Sebaliknya, suku bunga yang lebih rendah cenderung menyebabkan nilai tukar terdepresiasi. Modal keluar dari negara tersebut dan pergi ke negara lain yang menawarkan pengembalian lebih tinggi.
Neraca perdagangan
Sebagaimana dibahas sebelumnya, perdagangan internasional membutuhkan pembayaran. Pembayaran ini melibatkan pertukaran mata uang. Oleh karena itu, neraca perdagangan mempengaruhi nilai tukar mata uang domestik.
Jika ekspor melebihi impor (surplus perdagangan), permintaan untuk mata uang domestik meningkat. Akibatnya, mata uang domestik terapresiasi.
Sebaliknya, ketika ekonomi domestik mengalami defisit perdagangan (impor melebihi ekspor), nilai tukar akan cenderung terdepresiasi. Defisit berarti bahwa negara membutuhkan lebih banyak mata uang asing untuk membayar barang impor daripada yang dikumpulkan dari ekspor.
Pertanyaannya adalah apakah nilai tukar mempengaruhi neraca perdagangan, atau apakah neraca perdagangan mempengaruhi nilai tukar? Ekonom menjelaskannya melalui Kurva J.. Defisit perdagangan awalnya menyebabkan depresiasi mata uang domestik karena impor lebih besar daripada ekspor. Depresiasi akan berlanjut sampai barang dan jasa dalam negeri cukup murah untuk orang asing, sehingga meningkatkan ekspor.

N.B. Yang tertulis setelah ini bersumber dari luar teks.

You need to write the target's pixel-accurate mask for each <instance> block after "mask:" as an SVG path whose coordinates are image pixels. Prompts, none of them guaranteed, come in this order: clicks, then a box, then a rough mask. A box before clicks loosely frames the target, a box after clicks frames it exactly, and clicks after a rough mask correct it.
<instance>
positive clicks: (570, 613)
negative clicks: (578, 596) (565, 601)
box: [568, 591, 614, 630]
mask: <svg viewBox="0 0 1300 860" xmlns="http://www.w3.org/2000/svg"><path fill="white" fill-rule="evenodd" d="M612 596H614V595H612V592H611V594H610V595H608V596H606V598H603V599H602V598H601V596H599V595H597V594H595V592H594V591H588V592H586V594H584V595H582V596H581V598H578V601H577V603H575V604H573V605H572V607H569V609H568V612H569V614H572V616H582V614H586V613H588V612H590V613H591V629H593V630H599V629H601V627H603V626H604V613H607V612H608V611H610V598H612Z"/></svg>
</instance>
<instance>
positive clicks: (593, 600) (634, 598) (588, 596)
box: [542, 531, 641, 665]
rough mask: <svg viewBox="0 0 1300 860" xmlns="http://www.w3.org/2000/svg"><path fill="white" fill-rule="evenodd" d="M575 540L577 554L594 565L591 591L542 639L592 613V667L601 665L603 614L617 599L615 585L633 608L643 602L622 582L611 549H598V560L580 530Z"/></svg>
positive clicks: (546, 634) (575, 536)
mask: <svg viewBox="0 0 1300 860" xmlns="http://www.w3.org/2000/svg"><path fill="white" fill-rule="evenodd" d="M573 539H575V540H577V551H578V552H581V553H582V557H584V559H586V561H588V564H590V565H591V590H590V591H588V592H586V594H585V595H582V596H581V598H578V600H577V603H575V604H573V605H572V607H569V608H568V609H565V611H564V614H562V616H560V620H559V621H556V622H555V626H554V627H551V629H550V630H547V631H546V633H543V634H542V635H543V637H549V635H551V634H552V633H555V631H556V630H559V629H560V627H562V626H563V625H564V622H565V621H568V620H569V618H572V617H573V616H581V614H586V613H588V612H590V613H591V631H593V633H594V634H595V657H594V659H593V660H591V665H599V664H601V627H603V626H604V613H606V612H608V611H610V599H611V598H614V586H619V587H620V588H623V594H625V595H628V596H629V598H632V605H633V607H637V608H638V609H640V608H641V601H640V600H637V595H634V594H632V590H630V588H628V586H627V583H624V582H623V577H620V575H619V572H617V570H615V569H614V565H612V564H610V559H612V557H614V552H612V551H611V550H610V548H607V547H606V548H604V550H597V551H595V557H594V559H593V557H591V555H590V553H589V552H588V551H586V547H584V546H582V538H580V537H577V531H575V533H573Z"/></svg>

Ketika harga barang domestik menjadi lebih murah karena depresiasi, ekspor akan meningkat. Sebaliknya, impor cenderung turun karena harga barang asing menjadi lebih mahal. Jika ini terjadi, defisit perdagangan akan berkurang dan mengarah pada surplus, sampai harga barang domestik menjadi lebih mahal bagi orang asing.

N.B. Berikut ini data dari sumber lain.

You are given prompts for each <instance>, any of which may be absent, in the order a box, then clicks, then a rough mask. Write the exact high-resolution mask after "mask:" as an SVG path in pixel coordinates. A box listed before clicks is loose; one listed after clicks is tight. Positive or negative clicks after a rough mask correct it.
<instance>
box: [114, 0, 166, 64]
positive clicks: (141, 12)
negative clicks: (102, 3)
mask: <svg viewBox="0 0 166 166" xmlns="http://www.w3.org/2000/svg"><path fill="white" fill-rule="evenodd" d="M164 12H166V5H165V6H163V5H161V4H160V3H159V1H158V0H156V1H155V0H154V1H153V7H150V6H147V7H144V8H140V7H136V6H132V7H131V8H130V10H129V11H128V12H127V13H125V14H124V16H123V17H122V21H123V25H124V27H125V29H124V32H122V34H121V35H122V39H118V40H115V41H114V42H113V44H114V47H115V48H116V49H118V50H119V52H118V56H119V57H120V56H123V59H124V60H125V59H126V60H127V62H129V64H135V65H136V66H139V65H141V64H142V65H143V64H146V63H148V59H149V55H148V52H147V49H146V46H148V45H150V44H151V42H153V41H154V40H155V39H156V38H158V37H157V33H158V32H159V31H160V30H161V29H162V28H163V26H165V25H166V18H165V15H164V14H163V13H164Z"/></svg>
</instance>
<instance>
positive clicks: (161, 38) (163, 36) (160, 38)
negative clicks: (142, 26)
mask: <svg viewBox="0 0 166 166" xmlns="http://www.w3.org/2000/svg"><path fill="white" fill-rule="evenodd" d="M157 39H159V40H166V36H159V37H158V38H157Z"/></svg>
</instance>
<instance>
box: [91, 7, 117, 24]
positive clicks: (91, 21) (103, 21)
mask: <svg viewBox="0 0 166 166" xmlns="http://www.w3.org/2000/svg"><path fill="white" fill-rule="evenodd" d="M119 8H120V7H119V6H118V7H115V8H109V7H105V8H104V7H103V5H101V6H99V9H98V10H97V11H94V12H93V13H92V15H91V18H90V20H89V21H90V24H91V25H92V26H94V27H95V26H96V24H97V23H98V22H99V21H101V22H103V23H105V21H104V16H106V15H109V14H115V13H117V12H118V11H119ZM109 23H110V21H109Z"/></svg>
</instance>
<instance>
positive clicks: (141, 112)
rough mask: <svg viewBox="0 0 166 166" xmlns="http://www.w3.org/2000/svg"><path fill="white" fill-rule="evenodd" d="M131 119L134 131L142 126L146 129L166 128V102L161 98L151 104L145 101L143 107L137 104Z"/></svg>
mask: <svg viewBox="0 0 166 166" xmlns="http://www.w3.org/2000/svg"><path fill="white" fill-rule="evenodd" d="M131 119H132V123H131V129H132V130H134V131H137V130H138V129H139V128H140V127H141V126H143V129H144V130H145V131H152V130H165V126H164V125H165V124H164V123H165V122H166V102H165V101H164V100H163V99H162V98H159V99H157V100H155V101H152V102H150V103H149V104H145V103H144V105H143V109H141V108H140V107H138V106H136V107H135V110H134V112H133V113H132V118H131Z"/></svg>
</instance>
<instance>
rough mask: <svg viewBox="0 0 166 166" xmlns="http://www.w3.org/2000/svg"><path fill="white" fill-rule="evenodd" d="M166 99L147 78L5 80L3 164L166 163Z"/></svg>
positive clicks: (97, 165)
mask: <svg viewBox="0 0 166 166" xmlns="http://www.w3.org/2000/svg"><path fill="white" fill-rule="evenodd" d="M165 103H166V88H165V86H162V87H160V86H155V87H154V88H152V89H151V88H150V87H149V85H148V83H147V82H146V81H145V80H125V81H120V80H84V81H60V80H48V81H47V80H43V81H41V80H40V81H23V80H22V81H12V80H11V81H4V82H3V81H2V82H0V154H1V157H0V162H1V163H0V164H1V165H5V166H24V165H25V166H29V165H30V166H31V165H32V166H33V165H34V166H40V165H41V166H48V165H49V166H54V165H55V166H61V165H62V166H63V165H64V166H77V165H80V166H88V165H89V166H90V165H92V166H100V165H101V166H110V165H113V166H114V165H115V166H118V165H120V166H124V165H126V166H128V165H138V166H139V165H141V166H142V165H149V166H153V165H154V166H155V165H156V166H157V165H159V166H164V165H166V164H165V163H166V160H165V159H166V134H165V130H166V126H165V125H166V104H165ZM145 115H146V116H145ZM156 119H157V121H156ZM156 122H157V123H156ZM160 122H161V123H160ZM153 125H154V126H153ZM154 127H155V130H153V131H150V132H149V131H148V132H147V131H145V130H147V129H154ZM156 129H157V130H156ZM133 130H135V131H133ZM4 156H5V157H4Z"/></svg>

Hasil sebaliknya juga berlaku ketika ada surplus perdagangan. Surplus pada akhirnya mengarah pada apresiasi, yang membuat harga barang domestik lebih mahal dan harga barang impor lebih murah. Apresiasi mengurangi surplus karena ekspor akan cenderung melemah, dan impor cenderung meningkat.

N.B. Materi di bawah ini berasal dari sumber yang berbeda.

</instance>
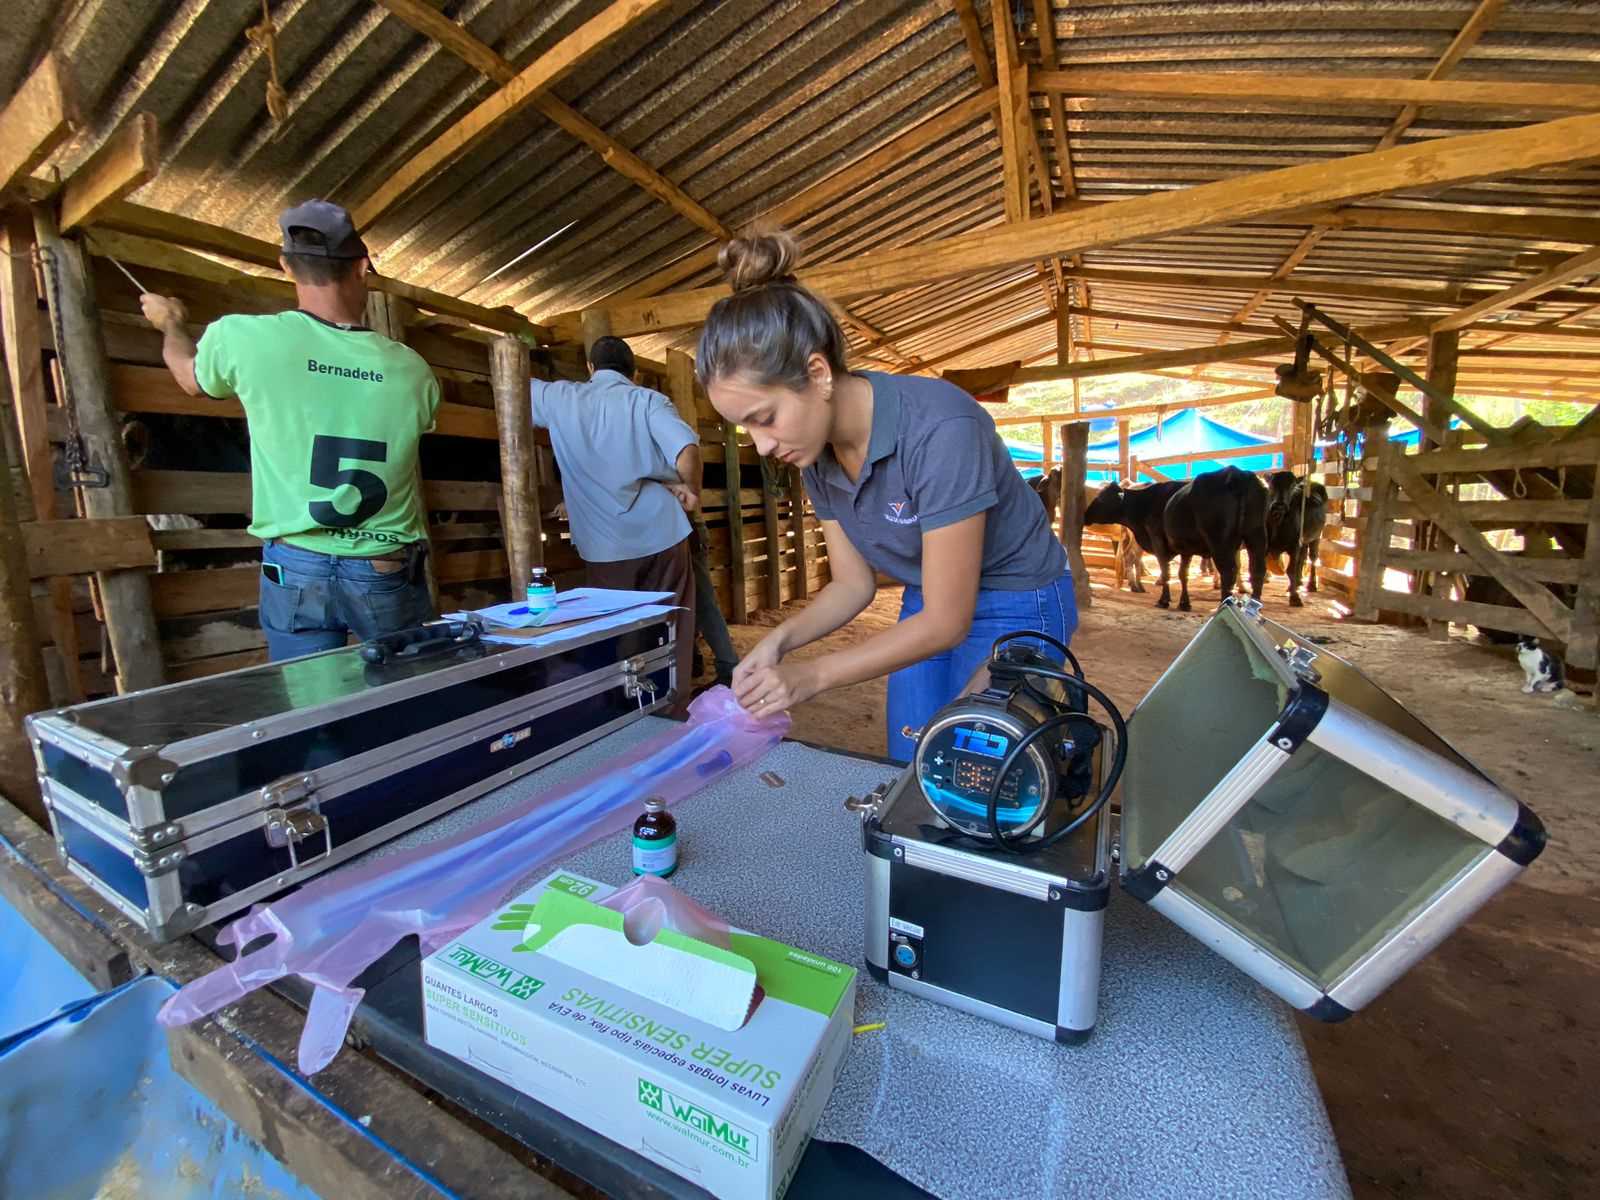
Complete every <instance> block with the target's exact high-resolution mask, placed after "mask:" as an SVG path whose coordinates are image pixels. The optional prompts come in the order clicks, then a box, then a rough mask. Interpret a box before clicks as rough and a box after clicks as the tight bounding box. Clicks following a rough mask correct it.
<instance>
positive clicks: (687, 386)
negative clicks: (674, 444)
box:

Akibatnya, nilai tukar pada akhirnya akan mengarahkan neraca perdagangan suatu negara menuju keseimbangannya. Itu akan terjadi hanya ketika nilai tukar bergerak bebas. Untuk alasan ini, beberapa ekonom lebih menyukai nilai tukar fleksibel daripada nilai tukar tetap.
Utang pemerintah
Ketika nilai utang pemerintah tinggi, ini meningkatkan risiko gagal bayar. Semakin tinggi risiko gagal bayar, semakin besar kemungkinan modal asing akan meninggalkan negara tersebut. Jika mengarah ke pelarian modal, ini dapat menyebabkan depresiasi tajam mata uang negara.
Spekulasi
Fluktuasi kurs, dalam situasi tertentu, tidak selalu mencerminkan fundamental ekonomi suatu negara. Ini bisa disebabkan oleh kegiatan spekulatif. Spekulan biasanya akan mengambil keuntungan dari peluang jangka pendek untuk. Selain menyebabkan kurs mata uang menjadi lebih fluktuatif, kegiatan spekulatif juga dapat memperkuat dampak pelarian modal dari suatu negara.
Risiko politik
Politik yang stabil menjaga iklim investasi, terutama dalam hal kebijakan ekonomi yang diambil. Dengan iklim investasi yang sehat, investor menjadi lebih percaya diri untuk menginvestasikan modalnya. Sebaliknya, gejolak politik dapat merusak kepercayaan investor dan dapat menyebabkan pelarian modal dalam jumlah besar.
Pertumbuhan ekonomi
Investor asing biasanya akan mencari negara-negara dengan pertumbuhan ekonomi yang sehat. Kinerja ekonomi yang kuat menawarkan peluang untuk pengembalian yang lebih besar dan mendorong investor asing untuk menanamkan modalnya. Aliran modal positif mendorong apresiasi nilai mata uang negara tersebut.